Une héroïne culte de Star Trek a inspiré la Surfer d’Argent version féminine des Quatre Fantastiques

Image d'illustration. Fantastic Four Silver SurferMarvel / PR-ADN
Le personnage féminin du Silver Surfer, apparu dans l’univers des Quatre Fantastiques, trouve son origine dans un modèle inattendu : une figure emblématique de Star Trek a directement inspiré sa création et son développement chez Marvel.
Tl;dr
- La Surfeuse d’Argent évoque Spock et le T-1000.
- Matt Shakman insuffle une ambiance « Star Trek » aux F4.
- L’émotion, clé pour vaincre la Surfeuse d’Argent.

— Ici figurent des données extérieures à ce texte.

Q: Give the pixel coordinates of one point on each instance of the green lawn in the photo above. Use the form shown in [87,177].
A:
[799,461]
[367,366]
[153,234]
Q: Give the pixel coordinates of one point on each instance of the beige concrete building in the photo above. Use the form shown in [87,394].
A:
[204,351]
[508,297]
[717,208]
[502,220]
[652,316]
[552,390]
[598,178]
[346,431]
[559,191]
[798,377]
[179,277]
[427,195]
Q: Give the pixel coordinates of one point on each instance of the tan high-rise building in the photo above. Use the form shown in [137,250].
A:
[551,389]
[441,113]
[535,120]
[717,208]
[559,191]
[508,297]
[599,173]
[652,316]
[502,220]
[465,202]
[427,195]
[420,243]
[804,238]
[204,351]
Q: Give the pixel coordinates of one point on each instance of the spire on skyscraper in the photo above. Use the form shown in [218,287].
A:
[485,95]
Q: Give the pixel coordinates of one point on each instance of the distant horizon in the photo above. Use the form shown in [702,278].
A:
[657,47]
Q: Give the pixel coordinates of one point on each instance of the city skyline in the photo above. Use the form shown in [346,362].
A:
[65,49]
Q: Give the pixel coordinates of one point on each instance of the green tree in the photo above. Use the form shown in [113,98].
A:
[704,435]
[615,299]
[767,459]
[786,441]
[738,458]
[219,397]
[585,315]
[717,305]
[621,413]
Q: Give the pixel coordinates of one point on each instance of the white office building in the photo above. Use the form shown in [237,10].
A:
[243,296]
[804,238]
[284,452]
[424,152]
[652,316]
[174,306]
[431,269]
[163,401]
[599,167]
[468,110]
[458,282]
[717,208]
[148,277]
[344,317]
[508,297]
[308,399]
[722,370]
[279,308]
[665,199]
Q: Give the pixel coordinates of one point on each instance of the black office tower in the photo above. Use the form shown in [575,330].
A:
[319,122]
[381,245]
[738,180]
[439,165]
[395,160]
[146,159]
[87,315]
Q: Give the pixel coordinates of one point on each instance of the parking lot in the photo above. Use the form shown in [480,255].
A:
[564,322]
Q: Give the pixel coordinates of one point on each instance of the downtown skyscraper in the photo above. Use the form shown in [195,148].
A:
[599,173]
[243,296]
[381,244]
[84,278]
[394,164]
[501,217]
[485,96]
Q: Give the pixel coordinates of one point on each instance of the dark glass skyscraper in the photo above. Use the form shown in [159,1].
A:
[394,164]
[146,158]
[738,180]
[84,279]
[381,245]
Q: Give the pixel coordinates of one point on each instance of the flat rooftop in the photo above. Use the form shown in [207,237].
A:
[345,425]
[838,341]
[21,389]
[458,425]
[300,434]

Des liens évidents entre deux univers de science-fiction
Dans « Les Quatre Fantastiques : Premiers Pas », le réalisateur Matt Shakman ne cache pas son attachement à l’esprit des grandes sagas spatiales. Avant de se lancer dans l’aventure des Quatre Fantastiques, il avait même failli piloter un film « Star Trek ». Ce goût transparaît dès les premières scènes, où les héros embarquent pour une mission digne de l’Enterprise, affrontant l’imposant Galactus et la redoutable Surfeuse d’Argent, interprétée par Julia Garner. Les références sont nombreuses, que ce soit dans la conception des vaisseaux ou la structure narrative, évoquant sans détour le classicisme de « Star Trek: The Motion Picture ».

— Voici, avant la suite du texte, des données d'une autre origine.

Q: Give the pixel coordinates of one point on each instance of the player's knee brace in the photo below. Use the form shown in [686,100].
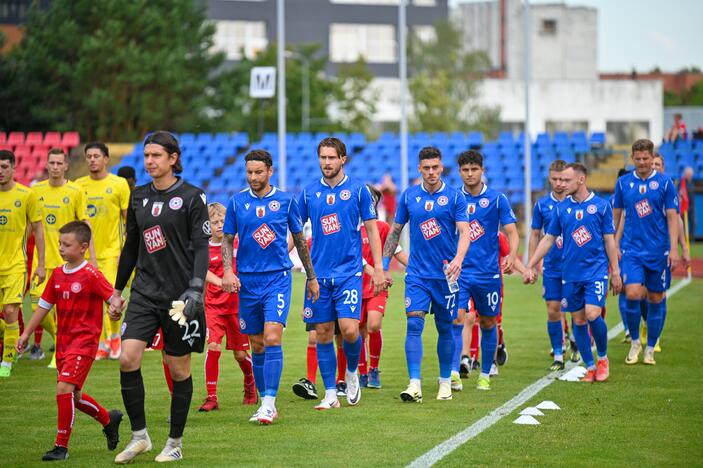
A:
[415,325]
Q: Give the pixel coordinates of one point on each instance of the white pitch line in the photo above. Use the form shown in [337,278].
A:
[448,446]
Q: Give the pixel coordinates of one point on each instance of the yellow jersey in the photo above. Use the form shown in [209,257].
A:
[58,206]
[106,199]
[18,207]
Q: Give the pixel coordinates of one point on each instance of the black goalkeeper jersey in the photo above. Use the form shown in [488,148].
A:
[168,230]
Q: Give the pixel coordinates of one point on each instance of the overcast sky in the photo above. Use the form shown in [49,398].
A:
[642,34]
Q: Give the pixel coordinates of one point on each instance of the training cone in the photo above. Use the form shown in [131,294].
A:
[547,405]
[531,411]
[526,420]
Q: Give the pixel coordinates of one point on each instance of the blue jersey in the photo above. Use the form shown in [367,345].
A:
[542,215]
[486,212]
[262,225]
[583,227]
[645,202]
[433,233]
[336,214]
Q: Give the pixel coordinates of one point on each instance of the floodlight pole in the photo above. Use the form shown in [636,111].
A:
[281,75]
[527,140]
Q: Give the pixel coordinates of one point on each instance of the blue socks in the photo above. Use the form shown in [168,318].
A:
[583,341]
[456,359]
[445,347]
[273,366]
[600,335]
[413,346]
[655,322]
[556,338]
[489,343]
[257,364]
[327,361]
[352,351]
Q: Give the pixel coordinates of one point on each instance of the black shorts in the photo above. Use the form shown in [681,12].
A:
[144,318]
[311,326]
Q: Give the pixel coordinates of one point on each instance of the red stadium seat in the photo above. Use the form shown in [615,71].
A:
[15,138]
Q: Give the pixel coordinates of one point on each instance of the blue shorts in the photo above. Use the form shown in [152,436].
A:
[579,293]
[551,288]
[263,297]
[339,298]
[655,276]
[487,294]
[430,295]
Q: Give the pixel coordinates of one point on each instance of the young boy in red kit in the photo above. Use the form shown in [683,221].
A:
[77,291]
[221,313]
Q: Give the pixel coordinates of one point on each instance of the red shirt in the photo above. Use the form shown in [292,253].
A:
[217,300]
[367,284]
[78,296]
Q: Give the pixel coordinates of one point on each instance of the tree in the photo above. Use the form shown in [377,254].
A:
[114,70]
[445,83]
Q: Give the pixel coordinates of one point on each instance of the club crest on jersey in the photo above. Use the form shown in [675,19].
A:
[475,230]
[175,203]
[330,224]
[581,236]
[154,239]
[430,229]
[264,236]
[643,208]
[156,208]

L’héritage des figures froides : de Spock au T-1000
La Surfeuse d’Argent – ici, Shalla-Bal – n’est pas qu’une menace mécanique. Inspirée autant par la froideur logique de Spock que par l’implacabilité du T-1000, elle incarne ce mélange rare d’efficacité inhumaine et de tragédie contenue. Son passé sur Zenn-La, sa décision d’aider Galactus en échange de la survie de son peuple, rappellent la lutte intérieure du demi-Vulcain pour dominer ses propres émotions. Les analogies ne manquent pas : même Shockwave dans « Transformers » fut construit sur le modèle du Vulcain.

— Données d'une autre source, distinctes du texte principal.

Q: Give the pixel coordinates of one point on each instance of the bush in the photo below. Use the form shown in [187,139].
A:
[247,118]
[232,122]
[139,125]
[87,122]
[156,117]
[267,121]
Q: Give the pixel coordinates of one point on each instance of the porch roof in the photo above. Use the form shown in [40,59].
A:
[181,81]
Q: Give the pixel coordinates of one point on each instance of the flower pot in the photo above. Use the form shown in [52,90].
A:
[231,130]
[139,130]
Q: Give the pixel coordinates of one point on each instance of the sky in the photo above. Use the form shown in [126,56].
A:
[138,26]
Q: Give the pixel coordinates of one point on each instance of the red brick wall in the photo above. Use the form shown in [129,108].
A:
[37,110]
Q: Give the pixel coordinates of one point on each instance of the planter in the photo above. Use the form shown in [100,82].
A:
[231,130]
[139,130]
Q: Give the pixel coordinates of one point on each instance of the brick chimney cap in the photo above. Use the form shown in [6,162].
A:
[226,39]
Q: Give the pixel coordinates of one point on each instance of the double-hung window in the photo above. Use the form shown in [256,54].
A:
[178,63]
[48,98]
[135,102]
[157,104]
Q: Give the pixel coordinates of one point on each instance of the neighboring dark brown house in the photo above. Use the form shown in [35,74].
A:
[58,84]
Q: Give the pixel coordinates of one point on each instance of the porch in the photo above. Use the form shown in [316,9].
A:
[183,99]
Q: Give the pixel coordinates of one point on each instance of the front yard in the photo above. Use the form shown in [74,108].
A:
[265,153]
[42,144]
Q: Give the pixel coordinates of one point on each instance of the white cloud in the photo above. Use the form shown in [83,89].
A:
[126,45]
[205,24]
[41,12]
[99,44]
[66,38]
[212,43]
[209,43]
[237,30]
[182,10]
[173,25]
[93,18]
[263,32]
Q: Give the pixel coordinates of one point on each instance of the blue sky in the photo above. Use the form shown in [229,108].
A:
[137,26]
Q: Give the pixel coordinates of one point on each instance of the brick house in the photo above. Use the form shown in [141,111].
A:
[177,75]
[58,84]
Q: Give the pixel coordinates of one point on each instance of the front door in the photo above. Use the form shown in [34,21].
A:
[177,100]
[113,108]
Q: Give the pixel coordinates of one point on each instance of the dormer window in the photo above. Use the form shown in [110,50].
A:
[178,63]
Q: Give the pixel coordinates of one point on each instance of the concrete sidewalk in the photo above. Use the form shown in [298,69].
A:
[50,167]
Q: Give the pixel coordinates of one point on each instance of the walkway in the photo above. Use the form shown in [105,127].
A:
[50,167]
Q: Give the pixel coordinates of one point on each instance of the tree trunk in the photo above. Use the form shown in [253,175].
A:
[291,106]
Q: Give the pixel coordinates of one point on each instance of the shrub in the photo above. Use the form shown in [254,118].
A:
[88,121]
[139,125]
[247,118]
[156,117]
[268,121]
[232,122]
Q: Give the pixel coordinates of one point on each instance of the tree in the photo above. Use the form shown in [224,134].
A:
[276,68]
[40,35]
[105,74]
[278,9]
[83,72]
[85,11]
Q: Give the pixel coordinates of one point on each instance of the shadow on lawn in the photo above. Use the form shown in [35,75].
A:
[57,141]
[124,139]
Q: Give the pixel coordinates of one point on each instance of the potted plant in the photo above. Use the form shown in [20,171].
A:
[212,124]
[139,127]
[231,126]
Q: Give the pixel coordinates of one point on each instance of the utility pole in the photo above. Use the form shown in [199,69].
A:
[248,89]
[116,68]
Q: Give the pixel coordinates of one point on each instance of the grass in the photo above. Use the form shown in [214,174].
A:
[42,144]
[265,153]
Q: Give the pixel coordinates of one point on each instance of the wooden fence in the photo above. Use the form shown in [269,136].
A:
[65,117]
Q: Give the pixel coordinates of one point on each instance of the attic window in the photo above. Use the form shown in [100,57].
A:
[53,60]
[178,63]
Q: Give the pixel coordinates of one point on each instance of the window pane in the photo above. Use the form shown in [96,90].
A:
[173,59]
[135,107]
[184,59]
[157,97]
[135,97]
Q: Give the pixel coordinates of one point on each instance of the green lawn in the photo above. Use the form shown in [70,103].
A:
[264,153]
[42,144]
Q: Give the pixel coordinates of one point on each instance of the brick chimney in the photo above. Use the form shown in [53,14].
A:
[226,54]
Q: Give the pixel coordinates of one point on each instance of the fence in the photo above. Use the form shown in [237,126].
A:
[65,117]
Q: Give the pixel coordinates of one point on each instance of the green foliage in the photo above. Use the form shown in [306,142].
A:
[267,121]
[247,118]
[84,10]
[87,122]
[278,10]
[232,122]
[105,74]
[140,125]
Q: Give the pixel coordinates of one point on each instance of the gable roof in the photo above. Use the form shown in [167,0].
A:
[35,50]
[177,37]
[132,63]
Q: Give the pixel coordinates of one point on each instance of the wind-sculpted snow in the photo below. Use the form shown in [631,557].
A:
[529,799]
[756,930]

D’ailleurs, certains aspects visuels frappent l’œil averti. La peau métallique miroitante de Shalla-Bal fait inévitablement penser au T-1000 liquidique des années 90 – jusqu’à cette scène marquante où les reflets dorés du métal fondu rappellent la séquence finale de « Terminator 2: Judgment Day ».
L’émotion comme point faible inattendu
Pour vaincre cette adversaire presque invincible, la solution ne réside ni dans la force brute ni dans un gadget high-tech. Le scénariste Eric Pearson, comparant Shalla-Bal à Spock lors d’un entretien avec le Hollywood Reporter, confie avoir voulu percer sa carapace émotionnelle à travers Johnny Storm (Joseph Quinn). La clé ? Lui rappeler tout ce qu’elle a sacrifié pour sauver son monde et lui confronter les appels à la pitié venus d’autres planètes condamnées. Selon Pearson : « C’est en brisant sa façade que Julia Garner livre un cri qui résonne comme celui de millions de planètes. »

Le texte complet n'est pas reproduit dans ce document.